I’ve said it before – I like to be in control. But this time, I can’t. At least, not fully.
There are things I still don’t know – and probably won’t know until I’m there, and living the experience. I’ve done my best to calm the anxiety – by writing lists, asking questions, and spending time in prayer.
Because ultimately, I shouldn’t be in control anyway. God is.
And although in human terms, that’s incredibly hard to get your head round, if I think about it – it’s far better. That the God who is more powerful than we can ever understand or imagine, is working ALL things together for the good of those who love him (Romans 8:28) – I don’t need to be afraid.
So that poses the question – and in many ways a challenge. Am I willing to surrender control, and learn to trust fully – even when I don’t understand, or know what’s going on; when internally my brain is screaming at me – can I lay that all down in the care of the one who does know?
I’m not trying to write this off as a simple, quick-fix solution. I know just how hard it is – and how many times I have to make that decision. It’s a constant journey, but I’m holding fast to the truth that anything in my own strength wouldn’t get me very far.
‘If God is for us, who can ever be against us?’ – Romans 8:31
Even as I’m writing this post, I’m having a day where this is a real struggle. The unknowns feel overwhelming, and I’m being pushed far beyond my comfort zones. That said, I don’t want to let anxiety win.

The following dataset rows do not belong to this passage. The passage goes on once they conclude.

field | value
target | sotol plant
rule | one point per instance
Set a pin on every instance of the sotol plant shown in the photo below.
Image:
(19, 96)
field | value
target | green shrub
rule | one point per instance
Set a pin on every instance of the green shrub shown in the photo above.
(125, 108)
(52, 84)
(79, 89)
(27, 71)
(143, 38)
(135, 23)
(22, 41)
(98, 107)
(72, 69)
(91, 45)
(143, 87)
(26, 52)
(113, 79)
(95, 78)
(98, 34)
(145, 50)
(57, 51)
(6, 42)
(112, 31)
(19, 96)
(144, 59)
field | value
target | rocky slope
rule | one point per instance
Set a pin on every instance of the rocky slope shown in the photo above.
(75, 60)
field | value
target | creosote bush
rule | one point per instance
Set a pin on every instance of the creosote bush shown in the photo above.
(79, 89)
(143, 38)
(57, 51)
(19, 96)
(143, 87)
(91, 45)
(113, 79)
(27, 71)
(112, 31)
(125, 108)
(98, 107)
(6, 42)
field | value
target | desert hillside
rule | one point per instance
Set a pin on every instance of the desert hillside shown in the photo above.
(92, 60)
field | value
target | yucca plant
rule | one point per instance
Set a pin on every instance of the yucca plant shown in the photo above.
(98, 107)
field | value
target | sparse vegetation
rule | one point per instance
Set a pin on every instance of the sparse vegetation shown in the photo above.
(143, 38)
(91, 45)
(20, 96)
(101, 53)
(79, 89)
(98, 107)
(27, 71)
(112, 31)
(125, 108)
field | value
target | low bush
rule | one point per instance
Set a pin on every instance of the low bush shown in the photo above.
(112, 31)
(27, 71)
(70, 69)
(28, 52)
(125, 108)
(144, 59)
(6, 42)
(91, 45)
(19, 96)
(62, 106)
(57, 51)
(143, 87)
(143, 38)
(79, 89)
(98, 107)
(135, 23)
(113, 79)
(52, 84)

I’ve been out and about this afternoon, in amongst writing this post, and this came to mind.
“The Lord himself goes before you and will be with you; he will never leave you nor forsake you. Do not be afraid; do not be discouraged.” – Deuteronomy 31:8
That verse, and the song Guardian.
And I guess when it comes down to it, this is what I need to remember.
Even if I don’t know what’s going on, God does.
Even if I’m feeling overwhelmed, God’s got a plan.
Even if I’m feeling alone, God’s always there.
“So do not fear, for I am with you;
do not be dismayed, for I am your God.
I will strengthen you and help you;
I will uphold you with my righteous right hand.”
It’s not all sorted with a quick fix. There are days when it’s far more challenging than others. But, in a few weeks, I’ll hopefully be looking back on this saying “What on earth were you worried about?”… Because often that’s the way it works.
For now though, and during this week in the lead up to leaving, this is my aim. In dealing with the unknown, the anxiety, and the build-up, this is what I’m looking to.
“Have I not commanded you? Be strong and courageous. Do not be afraid; do not be discouraged, for the Lord your God will be with you wherever you go.” – Joshua 1:9
“Do not be anxious about anything, but in every situation, by prayer and petition, with thanksgiving, present your requests to God. And the peace of God, which transcends all understanding, will guard your hearts and your minds in Christ Jesus.” – Philippians 4:6-7
Because, this is true. That peace (which we can’t understand) is real. Really real. And prayer works. So, even if I’m feeling overwhelmed, I’m going to call out to the one who made me – because He knows what’s going on.
I know this is a long one – but some of this is just part of real life, at least for me. And if any of these truths can help or encourage others, then I’m just glad to be able to share them. Finally, if any of you are the praying kind: I’d really appreciate your prayers over the next few weeks as I step out of what I know, and step in-to what God’s called me to do.